Yeah, every song in some way explores an element of that question. So there’s always an evolution, unavoidably.
Now, what does success feel like to you today, as someone who’s gone from a songwriter to a global headliner? Has your definition shifted over time?
I have two answers for you on that, and they’re both true. I am every day baffled by the fact that I have built a life out of songs. It is fucking absurd to me that my job is music. I feel extraordinarily lucky that I don’t have to make money with anything other than songs. That’s just crazy to me—truly, like a fucking insane privilege. I’m also still extremely ambitious. I want everyone on earth who could resonate with my music to hear it. I don’t want an audience so badly that I would ever change my music to find it—but as big as an audience could possibly be for the exact music that I want to make, I would like to reach them. And I think that’s a lot more people than have heard it already. I feel very driven to reach those people with my music.

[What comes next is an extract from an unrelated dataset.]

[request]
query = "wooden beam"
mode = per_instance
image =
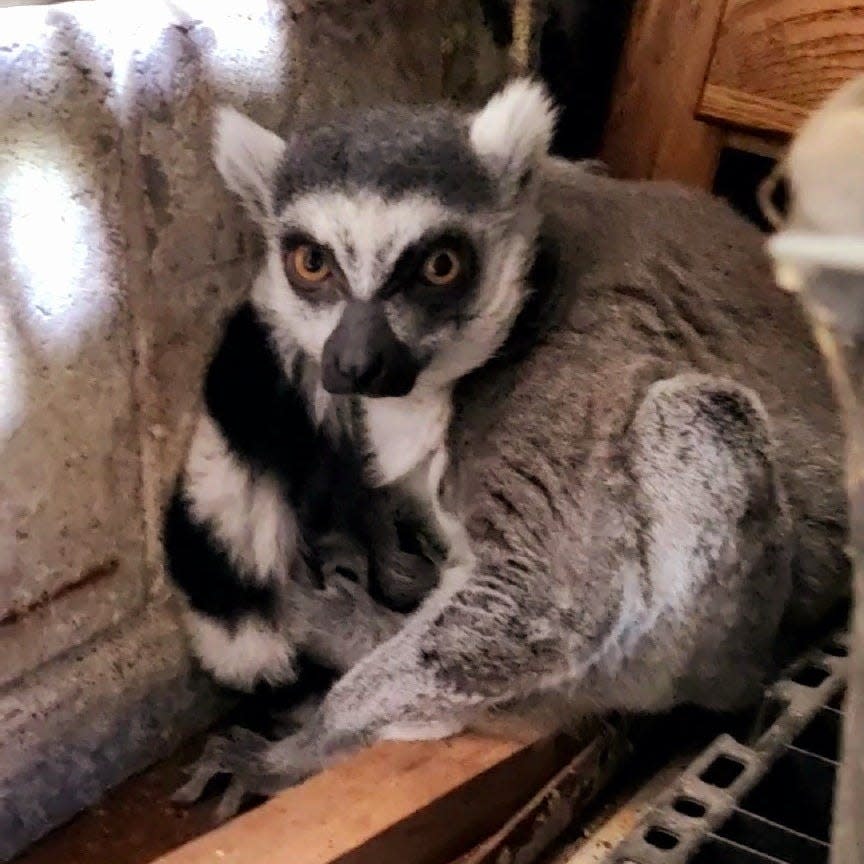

But my ambition has changed even in how it’s rooted. When I was 20 years old, my ambition came from my desire to, in many ways, escape the version of life that I was living. When I was sleeping in my car and had no money and didn’t have a home to go back to in Toronto, my ambition was: “Well, I can’t keep living like this. I have to fucking make it happen.” There was dissatisfaction with what my life was, and that dissatisfaction provided a lot of fuel for my ambition. I am not dissatisfied with my life anymore. I actually really love my life.
I’m very grateful for my life, but I’m still very ambitious. It’s been a process to learn that: without the dissatisfaction that fueled your ambition early in your career, how do you maintain that same ambition? For me, I found it in my love of the art itself, and my belief in the value of the art itself. Also in the opportunity to use my voice for shit that I care about. The more people who listen to my music, the more people who listen to what I have to say. I believe in what I have to say, so I’d like to say it to as many people as possible.
Also, as we mentioned before, you want your music to feel like a conversation. In an age now of noise and distraction, how do you stay tuned into your own emotional frequency enough to write that honestly?
Sometimes honesty is the disconnection. I don’t think an artist’s role is to be somehow elevated from their society to speak from some higher place of understanding. I don’t think that’s what we’re supposed to do. I think an artist’s role is to have an experience that looks a hell of a lot like everyone around them, and the only difference is that we reflect that experience in our art. The disconnection is rampant. And I speak about that disconnection on this album because I am as immersed in it as everyone around me. Our phones are trying to kill us. They are actively commodifying our attention at the expense of our ability to feel joy.